The mythologising of technology into an abstract system of beliefs and rituals has created worshippers, but as with anything we can’t understand, also decriers. Vaccines are full of intimidating chemicals, and genetically modified blueberries are suspiciously perfect and unbruised—and therefore cannot be trusted. It is not difficult to see where these suspicions come from: technocrats now have the ear of governments in the same way religious figures once did.
Musk was on Trump’s advisory board, and bores mysterious tunnels underneath Los Angeles with little restriction or punitive measures. Google has contractual ties to the Pentagon; the company decided to provide its artificial intelligence software to drone footage analysis. French President Emmanuel Macron committed €1.5 billion to support artificial intelligence research. While church and state have become increasingly separated, the mythos of technology has embedded itself deep into the inner workings of government.
This is not to say that technology is not indeed powerful or beneficial to society, or that companies should not be turning towards technological innovation.
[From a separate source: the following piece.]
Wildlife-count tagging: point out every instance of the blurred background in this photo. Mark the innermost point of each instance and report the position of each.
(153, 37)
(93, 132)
However, it is difficult to be critical, or cautious, of something as blindly, unconditionally followed as religious tenets.
Technology is a tool, one that should not be unequivocally conflated with a miracle, or a sign of progress, if that progress is in a dangerous direction. We should both lower technology from its pedestal, while avoiding fear-mongering—both cases exaggerate what technology can do. Indeed, if it is as powerful as academics, and industry leaders, politicians say it is, then critical analysis, without the influence of blind worship or reactionary suspicions, is crucial.